Safety, Patient-Reported Well-Being, and Physician-Reported Assessment of Walking Ability in Patients with Multiple Sclerosis for Prolonged-Release Fampridine Treatment in Routine Clinical Practice: Results of the LIBERATE Study

Giovanni Castelnovo, Oliver Gerlach, Mark S Freedman, Arnfin Bergmann, Vladimiro Sinay, Tamara Castillo-Triviño, George Kong, Thijs Koster, Heather Williams, Arie R Gafson, Joep Killestein, Giovanni Castelnovo, Oliver Gerlach, Mark S Freedman, Arnfin Bergmann, Vladimiro Sinay, Tamara Castillo-Triviño, George Kong, Thijs Koster, Heather Williams, Arie R Gafson, Joep Killestein

Abstract

Background: Prolonged-release fampridine (PR-FAM) 10-mg tablet twice daily is the only approved pharmacological treatment for improvement of walking ability in adults with multiple sclerosis (MS). LIBERATE assessed the safety/effectiveness of PR-FAM in the real-world.
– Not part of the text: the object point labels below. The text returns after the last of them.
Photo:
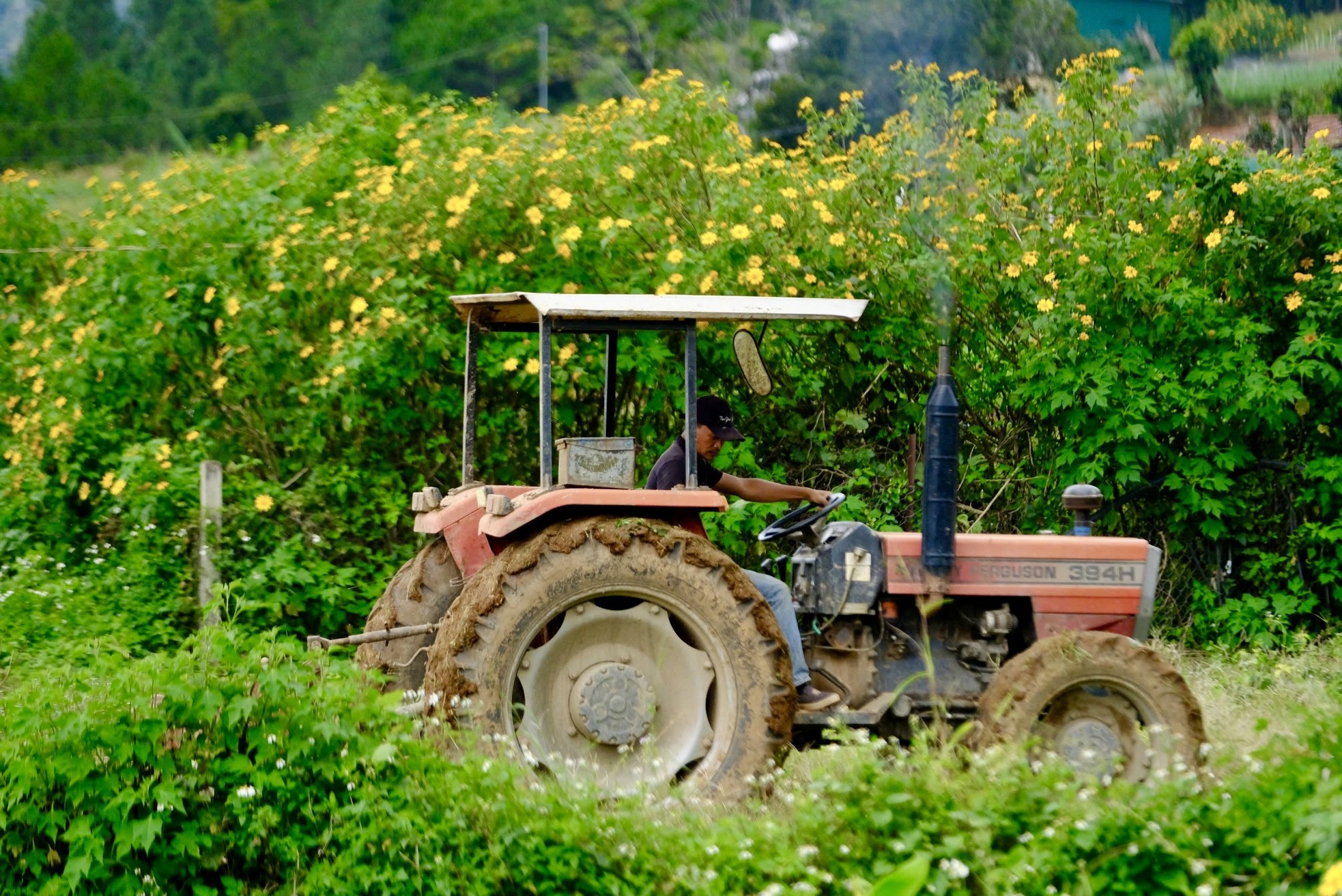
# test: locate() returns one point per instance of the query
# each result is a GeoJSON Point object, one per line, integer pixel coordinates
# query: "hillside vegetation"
{"type": "Point", "coordinates": [1161, 321]}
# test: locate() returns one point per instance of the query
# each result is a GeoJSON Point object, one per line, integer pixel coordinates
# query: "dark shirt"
{"type": "Point", "coordinates": [669, 471]}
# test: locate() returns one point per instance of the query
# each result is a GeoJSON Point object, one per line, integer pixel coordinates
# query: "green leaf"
{"type": "Point", "coordinates": [905, 880]}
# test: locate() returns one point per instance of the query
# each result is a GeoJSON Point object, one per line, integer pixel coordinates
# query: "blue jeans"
{"type": "Point", "coordinates": [779, 597]}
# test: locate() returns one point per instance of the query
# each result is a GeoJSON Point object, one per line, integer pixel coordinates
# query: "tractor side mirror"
{"type": "Point", "coordinates": [752, 364]}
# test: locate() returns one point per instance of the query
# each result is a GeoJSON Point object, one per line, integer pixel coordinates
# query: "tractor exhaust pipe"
{"type": "Point", "coordinates": [941, 475]}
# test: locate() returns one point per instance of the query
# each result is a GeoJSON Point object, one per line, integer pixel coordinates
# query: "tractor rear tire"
{"type": "Point", "coordinates": [619, 651]}
{"type": "Point", "coordinates": [1098, 701]}
{"type": "Point", "coordinates": [420, 592]}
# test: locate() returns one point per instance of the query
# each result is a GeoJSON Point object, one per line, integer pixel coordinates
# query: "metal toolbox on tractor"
{"type": "Point", "coordinates": [596, 463]}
Objectives: The aim of this study was to collect additional safety data, including the incidence rate of seizures and other adverse events (AEs) of interest, from patients with MS taking PR-FAM in routine clinical practice (including patients aged ≥ 65 years and those with pre-existing cardiovascular risk factors). Other objectives included change over time in patient-reported evaluation of physical and psychological impact of MS while taking PR-FAM, and change over time in physician-reported assessment of walking ability in MS patients taking PR-FAM.

Methods: Patients with MS newly prescribed PR-FAM were recruited (201 sites, 13 countries). Demographic/safety data were collected at enrolment through 12 months. Physician-rated Clinical Global Impression of Improvement (CGI-I) scores for walking ability, and Multiple Sclerosis Impact Scale-29 (MSIS-29) were assessed.

Results: Safety analysis included 4646 patients with 3534.8 patient-years of exposure; median (range) age, 52.6 (21-85) years, 87.3% < 65 years, and 65.7% women. Treatment-emergent AEs (TEAEs) were reported in 2448 (52.7%) patients, and serious TEAEs were reported in 279 (6.0%) patients, of whom 37 (< 1%) experienced treatment-emergent serious AEs (TESAEs) considered related to PR-FAM. AEs of special interest (AESI) occurred in 1799 (38.7%) patients, and serious AESI in 128 (2.8%) patients. Seventeen (< 1%) patients experienced actual events of seizure. Overall, 1158 (24.9%) patients discontinued treatment due to lack of efficacy. At 12 months, a greater proportion of patients on-treatment had improvement from baseline in CGI-I for walking ability versus those who discontinued (61% vs. 11%; p < 0.001). MSIS-29 physical impact score improved significantly for patients on-treatment for 12 months versus those who discontinued (mean change, baseline to 12 months: - 9.99 vs. - 0.34 points; p < 0.001). Results were similar for MSIS-29 psychological impact.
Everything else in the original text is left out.